Run workflows and pipelines in Apache Airflow
What is Apache Airflow?
From the Apache Airflow website:
Airflow is a platform created by the community to programmatically author, schedule and monitor workflows.
Airflow uses Directed Acyclic Graphs (or DAGs). A DAG is a collection of all the tasks you want to run, organized in a way that reflects their relationships and dependencies.
A DAG is defined in a Python script, which represents the DAGs structure (tasks and their dependencies) as code.
From an Apache Hop point of view, our focus is different: Apache Hop wants to enable citizen developers to be productive data engineers without the need to write code. With that in mind, we don’t need all the bells and whistles Apache Airflow provides (but don’t let that stop you from using Apache Airflow to its full potential!).
Run Apache Airflow in Docker Compose
The goal of this page is to get a basic Airflow setup running to demonstrate how Apache Airflow and Apache Hop can be used together. Check out the different installation options if you want to build a production-ready Apache Airflow installation.
To keep things simple, we’ll use Docker Compose to get Apache Airflow up and running in a matter of minutes. Even though Docker Compose has been said to be on the verge of extinction for quite a while now, it still is a quick and convenient way to experiment with data platforms that would otherwise be time-consuming and difficult to set up.
Apache Airflow provides a docker-compose.yaml file. Our goal is to run Apache Hop workflows and pipelines in Apache Airflow, so we’re not interested in the Airflow sample DAGs that come with this docker-compose file.
Change the AIRFLOW__CORE__LOAD_EXAMPLES variable to "false" in the default file, and add an additional line /var/run/docker.sock:/var/run/docker.sock in the volumes section. All of this has already been done if you use the the file in our github repository.
To run Apache Airflow from this docker-compose file, go the directory where you saved this file and run
docker compose up
The various Apache Airflow need a couple of moments to start.
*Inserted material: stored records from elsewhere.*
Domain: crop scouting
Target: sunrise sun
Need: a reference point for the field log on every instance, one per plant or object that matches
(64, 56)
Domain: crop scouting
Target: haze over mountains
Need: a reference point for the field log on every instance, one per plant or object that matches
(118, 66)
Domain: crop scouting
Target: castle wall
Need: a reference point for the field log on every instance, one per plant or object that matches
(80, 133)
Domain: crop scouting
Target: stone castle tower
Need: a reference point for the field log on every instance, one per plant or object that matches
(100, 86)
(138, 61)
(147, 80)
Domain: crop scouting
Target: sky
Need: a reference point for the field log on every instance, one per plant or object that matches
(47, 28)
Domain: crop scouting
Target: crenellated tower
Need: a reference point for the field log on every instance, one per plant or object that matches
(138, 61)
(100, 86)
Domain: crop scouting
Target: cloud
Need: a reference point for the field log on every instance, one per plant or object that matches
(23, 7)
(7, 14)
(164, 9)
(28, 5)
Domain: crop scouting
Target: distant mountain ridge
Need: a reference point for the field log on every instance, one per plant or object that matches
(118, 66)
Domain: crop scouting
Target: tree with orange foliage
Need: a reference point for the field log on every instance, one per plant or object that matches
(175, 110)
Once you see a couple of lines like the ones below in the logs, we’re good to go.
apache-airflow-airflow-triggerer-1 | [2023-05-07 07:50:08 +0000] [24] [INFO] Booting worker with pid: 24
apache-airflow-airflow-triggerer-1 | [2023-05-07 07:50:08 +0000] [25] [INFO] Booting worker with pid: 25
apache-airflow-airflow-scheduler-1 | ____________ _____________
apache-airflow-airflow-scheduler-1 | ____ |__( )_________ __/__ /________ __
apache-airflow-airflow-scheduler-1 | ____ /| |_ /__ ___/_ /_ __ /_ __ \_ | /| / /
apache-airflow-airflow-scheduler-1 | ___ ___ | / _ / _ __/ _ / / /_/ /_ |/ |/ /
apache-airflow-airflow-scheduler-1 | _/_/ |_/_/ /_/ /_/ /_/ \____/____/|__/
apache-airflow-airflow-scheduler-1 | [2023-05-07T07:50:08.601+0000] {executor_loader.py:114} INFO - Loaded executor: CeleryExecutor
apache-airflow-airflow-scheduler-1 | [2023-05-07T07:50:08.652+0000] {scheduler_job_runner.py:823} INFO - Starting the scheduler
apache-airflow-airflow-scheduler-1 | [2023-05-07T07:50:08.653+0000] {scheduler_job_runner.py:830} INFO - Processing each file at most -1 times
apache-airflow-airflow-scheduler-1 | [2023-05-07T07:50:08.657+0000] {manager.py:165} INFO - Launched DagFileProcessorManager with pid: 34
apache-airflow-airflow-scheduler-1 | [2023-05-07T07:50:08.658+0000] {scheduler_job_runner.py:1576} INFO - Resetting orphaned tasks for active dag runs
apache-airflow-airflow-scheduler-1 | [2023-05-07T07:50:08.660+0000] {settings.py:60} INFO - Configured default timezone Timezone('UTC')
Go to http://localhost:8080/home in your browser and log on with username "airflow" and password "airflow".
Even though we’re not running in production, the username and password can be easily changed from the docker-compose file. Just change the values for the AIRFLOW_WWW_USER_USERNAME and AIRFLOW_WWW_USER_PASSWORD variables in the docker-compose file or use any of the available ways to work with variables in Docker compose.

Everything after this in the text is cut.